Three Key Gift Acceptance Policy Provisions: Part III | Sharpe Group
Posted August 22nd, 2019

Three Key Gift Acceptance Policy Provisions: Part III

We left off last time with the fact that the qualified appraisal (Q.A.) rules were revised substantially as of January 1, 2019.

Yes, the Q.A. rules are the donor’s problem. But they become the donee’s problem if the donee receives a copy of the donor’s appraisal and doesn’t send the donor a letter stating that [1] the donee cannot advise the donor as to whether the appraisal is a “Qualified Appraisal” for federal income tax purposes, and [2] as to this matter, the donor needs to check with his or her own tax adviser.

BTW, donors and their advisers think the appraisal is a valuation document. That’s flat-out wrong. It’s a tax law document. Don’t you forget that.

Gift Receipts

Gift receipts are simple, right? Wrong! They are tax law documents. There’s a whole bunch of law on gift receipts in the federal income tax regulations. Lacking the proper form of gift receipt, the donor stands to lose his or her federal income tax charitable deduction on audit.

It gets even worse. For an IRA rollover gift the donor needs a gift receipt. Even though the donor isn’t going to claim a charitable deduction for the gift.

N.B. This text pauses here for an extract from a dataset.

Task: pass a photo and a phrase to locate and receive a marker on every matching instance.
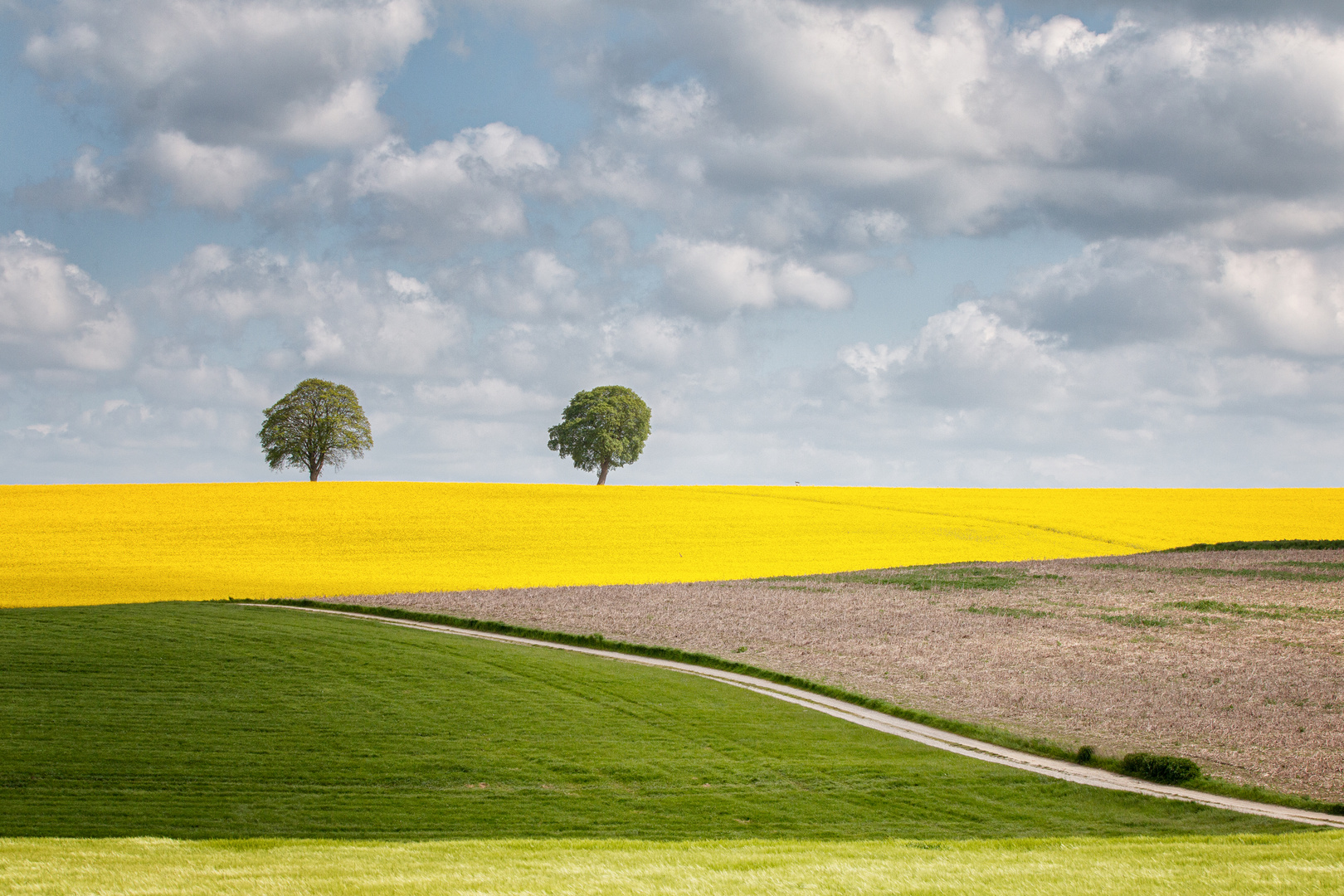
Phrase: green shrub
(1160, 770)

For setting up a gift annuity, the donor needs a receipt stating whether the donor received any goods or services in addition to the annuity. Often, this sort of receipt states that the donor received no goods or services. Wrong! The annuity is goods or services.


Far too many charities utterly fail, at their own peril, to understand that pledges, appraisals, and gift receipts are exquisite tax law documess.

A charity that pays close attention to pledges, appraisals, and gift receipts is a well-run charity. In my experience, few charities fully meet this standard.